ジジイ達の技
通常、卒業試験の規定により45階層までしか行く事が無いダンジョン。
だが、その先を見つけたナグモに誘われてクレアは共に46階層へと降りてきていた。
「何やら面白そうな気配が多数するのう」
「うむ、久しぶりに血が沸き立つ思いだな」
普通の人間であれば怖気ついて逃げ出しそうな気配を感じながらも、2人は笑みさえ浮かべて先へと進んでいく。
「その先から何かが来ておるぞ」
「うむ、分かっとるわい。
敵をこちらに向けさせるスキルを使うのでお主は援護を頼むぞ」
「了解じゃ」
軽い打ち合わせを終えた後に向こうからやってきたのは蜥蜴型の魔物であった。
だが、その体長は3メートルを超えており、口の端から炎がチラチラと漏れている。
蜥蜴はその短い足からは考えられないほどに俊敏な動きでナグモへと襲い掛かる。
クレアに対して見向きもしない辺り、ナグモが話していたスキルが効いている証拠なのだろう。
ナグモは腰に下げた刀に手を掛けると、腰を沈めて構えを取る。
蜥蜴はそんな事を全く気にせずにナグモへと突っ込んでいくのだが、彼の間合いに入った瞬間に唐突に斜めに逸れていく。

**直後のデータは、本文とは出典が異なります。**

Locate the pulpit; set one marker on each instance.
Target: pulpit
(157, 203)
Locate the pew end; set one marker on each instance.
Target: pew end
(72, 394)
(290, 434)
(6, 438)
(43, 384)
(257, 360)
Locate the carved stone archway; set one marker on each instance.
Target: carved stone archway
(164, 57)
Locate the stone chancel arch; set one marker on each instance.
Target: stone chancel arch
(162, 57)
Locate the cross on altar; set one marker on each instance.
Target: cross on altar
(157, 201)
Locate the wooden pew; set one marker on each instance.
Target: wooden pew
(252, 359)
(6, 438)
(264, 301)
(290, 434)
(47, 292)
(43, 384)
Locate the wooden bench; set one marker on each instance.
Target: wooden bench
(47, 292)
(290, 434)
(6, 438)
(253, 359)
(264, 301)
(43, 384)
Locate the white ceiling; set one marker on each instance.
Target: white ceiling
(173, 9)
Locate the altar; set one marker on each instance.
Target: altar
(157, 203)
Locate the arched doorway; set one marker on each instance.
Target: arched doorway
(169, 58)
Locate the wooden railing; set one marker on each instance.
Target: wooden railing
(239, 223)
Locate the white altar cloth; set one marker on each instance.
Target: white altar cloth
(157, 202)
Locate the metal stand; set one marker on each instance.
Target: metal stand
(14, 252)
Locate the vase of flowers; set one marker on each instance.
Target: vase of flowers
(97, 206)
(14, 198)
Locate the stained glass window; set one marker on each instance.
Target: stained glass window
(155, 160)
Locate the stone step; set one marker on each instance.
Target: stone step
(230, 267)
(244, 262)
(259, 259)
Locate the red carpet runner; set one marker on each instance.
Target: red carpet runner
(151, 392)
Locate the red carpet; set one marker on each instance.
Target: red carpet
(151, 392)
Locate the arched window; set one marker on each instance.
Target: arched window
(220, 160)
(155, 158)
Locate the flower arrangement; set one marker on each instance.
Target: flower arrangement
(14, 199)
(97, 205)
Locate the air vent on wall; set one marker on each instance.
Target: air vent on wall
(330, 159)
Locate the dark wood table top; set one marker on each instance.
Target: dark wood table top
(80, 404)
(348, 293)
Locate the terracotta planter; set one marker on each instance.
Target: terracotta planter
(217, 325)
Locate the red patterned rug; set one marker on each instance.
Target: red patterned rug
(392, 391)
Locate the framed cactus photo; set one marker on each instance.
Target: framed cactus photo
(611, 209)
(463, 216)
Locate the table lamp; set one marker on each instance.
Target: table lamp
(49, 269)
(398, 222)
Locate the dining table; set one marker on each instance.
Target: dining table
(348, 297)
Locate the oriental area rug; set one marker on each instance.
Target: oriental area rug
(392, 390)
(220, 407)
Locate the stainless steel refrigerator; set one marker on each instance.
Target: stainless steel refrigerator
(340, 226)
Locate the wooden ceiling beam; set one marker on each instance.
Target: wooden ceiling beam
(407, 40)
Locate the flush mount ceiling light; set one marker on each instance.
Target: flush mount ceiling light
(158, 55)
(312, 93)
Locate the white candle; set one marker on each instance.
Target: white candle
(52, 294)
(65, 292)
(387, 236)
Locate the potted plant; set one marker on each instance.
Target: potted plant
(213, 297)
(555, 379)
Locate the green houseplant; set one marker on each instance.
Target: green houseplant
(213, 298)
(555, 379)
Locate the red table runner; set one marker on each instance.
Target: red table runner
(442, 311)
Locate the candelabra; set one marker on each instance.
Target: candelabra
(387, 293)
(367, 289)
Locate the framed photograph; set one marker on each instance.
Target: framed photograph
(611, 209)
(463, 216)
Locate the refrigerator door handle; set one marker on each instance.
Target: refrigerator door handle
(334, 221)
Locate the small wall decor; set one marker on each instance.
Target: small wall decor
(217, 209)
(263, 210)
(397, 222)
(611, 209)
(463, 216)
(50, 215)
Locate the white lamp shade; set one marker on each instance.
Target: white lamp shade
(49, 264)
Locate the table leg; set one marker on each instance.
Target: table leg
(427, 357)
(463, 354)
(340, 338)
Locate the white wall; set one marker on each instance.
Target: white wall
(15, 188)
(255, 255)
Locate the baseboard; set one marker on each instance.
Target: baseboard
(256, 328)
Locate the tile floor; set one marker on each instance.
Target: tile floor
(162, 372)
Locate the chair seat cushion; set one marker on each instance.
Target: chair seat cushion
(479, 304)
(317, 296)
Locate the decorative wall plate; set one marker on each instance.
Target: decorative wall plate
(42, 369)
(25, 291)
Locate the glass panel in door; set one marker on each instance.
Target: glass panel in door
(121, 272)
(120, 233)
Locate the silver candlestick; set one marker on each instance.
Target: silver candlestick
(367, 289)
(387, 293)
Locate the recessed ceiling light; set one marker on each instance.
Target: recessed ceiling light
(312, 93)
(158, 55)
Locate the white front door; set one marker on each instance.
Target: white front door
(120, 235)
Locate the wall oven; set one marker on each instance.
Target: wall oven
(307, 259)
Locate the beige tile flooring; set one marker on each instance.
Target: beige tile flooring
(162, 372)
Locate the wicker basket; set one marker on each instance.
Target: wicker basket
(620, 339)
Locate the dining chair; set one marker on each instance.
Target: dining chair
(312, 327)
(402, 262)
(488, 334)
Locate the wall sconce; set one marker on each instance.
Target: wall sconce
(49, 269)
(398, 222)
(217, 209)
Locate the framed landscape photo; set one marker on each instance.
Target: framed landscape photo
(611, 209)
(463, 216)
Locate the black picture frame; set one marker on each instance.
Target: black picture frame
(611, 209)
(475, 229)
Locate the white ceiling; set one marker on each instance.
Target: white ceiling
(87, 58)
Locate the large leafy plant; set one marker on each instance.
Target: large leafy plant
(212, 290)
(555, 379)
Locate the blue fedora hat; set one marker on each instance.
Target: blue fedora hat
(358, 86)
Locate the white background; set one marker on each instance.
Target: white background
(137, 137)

その勢いのままに壁へと激突し、衝撃でダンジョンがグラグラと揺れた。
多少のダメージは受けているものの、まだピンピンしている蜥蜴はクルリと反転してナグモの方へと向き直る。
首を上げて大きく息を吸い込み、口の中で燃え盛る息を吐こうとした時であった。
「ピアシング……インパクト!!」
クレアは両手に持った閉じた扇の先端を蜥蜴の脇腹に押し当てる。
そこから扇の先端から其々に特性の異なる凝縮した風の塊を撃ち込むと、反動で右手は水平に仰け反り、左手は大きく上に跳ね上げられる。
右手から放たれた風は蜥蜴の皮膚を突き破って体内で暴風となり、左手から放った風はトカゲの巨体を吹き飛ばして壁に叩きつける。
更に体内に風が入り込んだ事で蜥蜴が息を吸い込んで放とうとした火炎が体内で燃え盛り、その身体を内側から焼き上げる。
丸こげになって消滅した蜥蜴を確認しつつ周りに敵がいない事を確認して戦闘体制を解く2人。
「まさかそこまで扇を使いこなしておるとは。
こちらに関してはワシが教えられることはないな」
「ならば先程の刀の技を聞きたい所じゃのう。
あれは目にも見えぬ速さで抜刀して三半規管を狂わせて方向を変えたのであろう」
「初見でそこまで見抜くならいずれ使いこなせるだろう。
若く才能のあるやつならともかく、同じ世代のジジイに手取り足取り教えるようなものでは無いわ。
知りたければ見て盗め」
「ここでならその機会に困らなさそうじゃな」
階層の重い雰囲気とは裏腹に軽口を叩き合いながら2人は更に先へと進んでいくのであった。